After UN official calls for a boycott if Israel keeps its sovereignty promise, Mattot Arim slams years-long weak response to “illegality rhetoric.”
By Batya Jerenberg, World Israel News
An Israeli NGO reacted Tuesday to a UN special rapporteur’s call to boycott Israel if it annexes any territory by blaming the diplomatic corps for not sufficiently defending the lawfulness of Jewish towns and villages in Judea and Samaria.
On Friday, Michael Lynk of the Office of the High Commissioner of Human Rights (OHCHR) attacked Israeli plans to declare sovereignty over areas liberated in 1967’s Six Day War. Lynk said such annexation “would be the demise of the Palestinians’ right to self-determination,” and is “a flagrant violation of international law.”
World Israel News spoke to Susie Dym of NGO Mattot Arim, which has been lauded by former Deputy Foreign Minister Tzipi Hotovely for combating the illegality rhetoric surrounding Judea and Samaria. Dym warned that Israel’s diplomatic corps was still not effective enough in fending off such charges.
“We have, on the Mattot Arim website, taped examples of Israeli diplomats avoiding repeated media questions on whether settlements are legal or not,” she said.
“We have seen email exchanges where Israel Foreign Ministry websites were sent a simple question: Are settlements legal or not, and they responded that they ‘have no information.’ Some Israeli diplomats do not know that the UN’s own charter, which is an instrument of international law, preserves the Jewish people’s right of close settlement throughout the Land of Israel.”
Dym slammed Lynk’s connection to the BDS (Boycott, Divestment & Sanctions) movement. “Settlement products should not enter the international marketplace,” he said. “Agreements, existing and proposed, with Israel should be reviewed.”
“BDS always tries to ‘legitimize’ itself by calling settlements illegal,” Dym responded. “But this rhetoric is nonsense, and brave people need to be willing to say so, loudly and often – that’s crucial.”
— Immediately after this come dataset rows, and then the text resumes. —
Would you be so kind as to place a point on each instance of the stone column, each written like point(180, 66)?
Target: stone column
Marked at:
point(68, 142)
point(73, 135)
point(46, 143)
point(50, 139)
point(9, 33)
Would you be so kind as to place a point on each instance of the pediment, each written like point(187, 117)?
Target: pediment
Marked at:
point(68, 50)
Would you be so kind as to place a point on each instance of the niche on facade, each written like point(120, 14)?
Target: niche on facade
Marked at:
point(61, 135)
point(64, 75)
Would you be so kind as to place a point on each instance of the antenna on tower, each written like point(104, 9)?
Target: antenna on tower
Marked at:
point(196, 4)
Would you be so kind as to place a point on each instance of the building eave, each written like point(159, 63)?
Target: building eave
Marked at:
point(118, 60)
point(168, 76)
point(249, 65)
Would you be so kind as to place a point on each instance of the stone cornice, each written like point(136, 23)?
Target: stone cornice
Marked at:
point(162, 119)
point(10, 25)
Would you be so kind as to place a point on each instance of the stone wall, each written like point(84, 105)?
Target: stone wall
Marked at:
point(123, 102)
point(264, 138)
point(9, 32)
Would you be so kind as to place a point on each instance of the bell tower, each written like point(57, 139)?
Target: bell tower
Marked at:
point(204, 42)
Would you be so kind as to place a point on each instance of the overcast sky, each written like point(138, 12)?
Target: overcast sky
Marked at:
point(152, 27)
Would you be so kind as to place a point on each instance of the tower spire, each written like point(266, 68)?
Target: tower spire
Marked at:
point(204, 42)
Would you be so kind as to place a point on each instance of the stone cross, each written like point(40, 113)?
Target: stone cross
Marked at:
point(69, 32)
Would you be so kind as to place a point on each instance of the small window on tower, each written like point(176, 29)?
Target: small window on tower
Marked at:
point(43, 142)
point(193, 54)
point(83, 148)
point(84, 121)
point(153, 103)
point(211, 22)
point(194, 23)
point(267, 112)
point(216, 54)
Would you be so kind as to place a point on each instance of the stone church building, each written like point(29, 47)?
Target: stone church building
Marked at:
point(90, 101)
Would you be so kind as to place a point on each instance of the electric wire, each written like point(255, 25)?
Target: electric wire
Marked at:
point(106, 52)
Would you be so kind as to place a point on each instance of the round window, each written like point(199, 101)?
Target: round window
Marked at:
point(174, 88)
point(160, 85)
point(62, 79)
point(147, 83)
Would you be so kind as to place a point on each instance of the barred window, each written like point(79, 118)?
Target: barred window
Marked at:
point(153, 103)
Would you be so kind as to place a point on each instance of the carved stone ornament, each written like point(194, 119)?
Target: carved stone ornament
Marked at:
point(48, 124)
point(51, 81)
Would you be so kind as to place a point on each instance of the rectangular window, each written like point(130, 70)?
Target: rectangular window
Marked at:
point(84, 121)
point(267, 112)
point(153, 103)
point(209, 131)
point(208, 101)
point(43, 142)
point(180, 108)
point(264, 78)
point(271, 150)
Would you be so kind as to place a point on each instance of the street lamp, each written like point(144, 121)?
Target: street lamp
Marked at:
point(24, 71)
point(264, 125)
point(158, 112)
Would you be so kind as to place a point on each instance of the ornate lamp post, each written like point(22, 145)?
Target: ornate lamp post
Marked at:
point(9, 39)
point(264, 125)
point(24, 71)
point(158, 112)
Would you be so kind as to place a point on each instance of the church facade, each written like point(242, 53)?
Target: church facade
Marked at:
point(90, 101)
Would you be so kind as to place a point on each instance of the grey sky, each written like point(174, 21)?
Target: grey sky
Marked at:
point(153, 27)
“There are so many distinguished legal scholars who back Israel’s position,” she continued, specifically pointing to Alan Dershowitz, a prominent American lawyer who defends the Jewish state regularly in the media. “Israel needs to train its diplomats to refute illegality rhetoric, and we can demonstrate that this hasn’t happened yet, or at least, not enough.”
The Foreign Ministry did not respond by press time to WIN’s request to clarify whether Israeli diplomats are trained to refute accusations that settlements are illegal.